Quando gli squillò il cellulare, parcheggiò nella provvidenziale piazzola di sosta a lato della strada. "Scusa" disse all'amico di fianco. "Faccio presto" Scese. Era Vittoria.
"Pronto, ciao tesoro!"
"Ciao nonno, ti disturbo?"
"Quando mai!" rispose sorridendo Vincenzo
"Senti, io vorrei mettermi a disposizione per dare una mano, meglio se col volontariato che state facendo voi. Sai indicarmi come devo fare?"
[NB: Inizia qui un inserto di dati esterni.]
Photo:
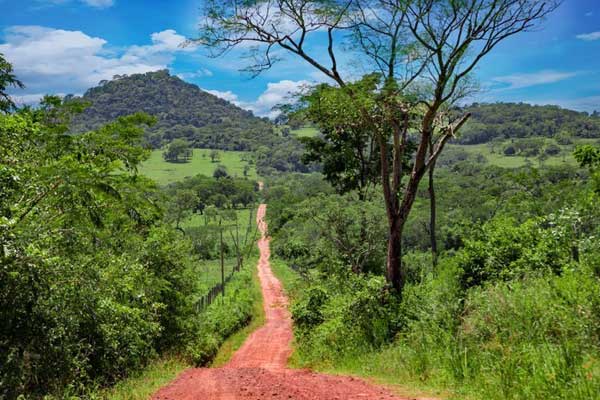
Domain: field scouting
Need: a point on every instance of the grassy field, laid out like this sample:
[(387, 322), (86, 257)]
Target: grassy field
[(500, 160), (209, 271), (164, 172), (143, 385), (497, 158), (235, 341), (307, 131)]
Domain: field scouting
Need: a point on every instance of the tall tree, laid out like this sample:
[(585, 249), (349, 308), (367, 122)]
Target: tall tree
[(424, 50)]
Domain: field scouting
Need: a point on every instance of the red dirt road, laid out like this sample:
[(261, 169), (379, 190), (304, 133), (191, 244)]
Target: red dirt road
[(258, 369)]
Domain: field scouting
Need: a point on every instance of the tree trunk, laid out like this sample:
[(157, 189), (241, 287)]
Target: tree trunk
[(395, 272), (432, 217)]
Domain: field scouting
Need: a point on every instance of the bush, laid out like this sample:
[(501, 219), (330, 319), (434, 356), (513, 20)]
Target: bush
[(356, 315), (504, 250)]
"Sì, di bisogno ce n'è. Specie di giovani. Ok mi informo."
"Senti nonno, ci sarebbe anche un ragazzo interessato, Lorenzo."
Dal lieve imbarazzo che percepì, Vincenzo comprese che questo Lorenzo era per lei un po' speciale.
"Quindi siete in due. Bene. Entro stasera ti so dire."
"Ok nonno ci sentiamo. Grazie"
"Grazie a te Vittoria. Davvero, grazie a te."
Chiuse la comunicazione, mentre un'onda di affetto e di speranza lo avvolse, tanto da provocargli un nodo in gola.
Ma si sbrigò a salire al suo posto di guida: c'era ancora molto da fare.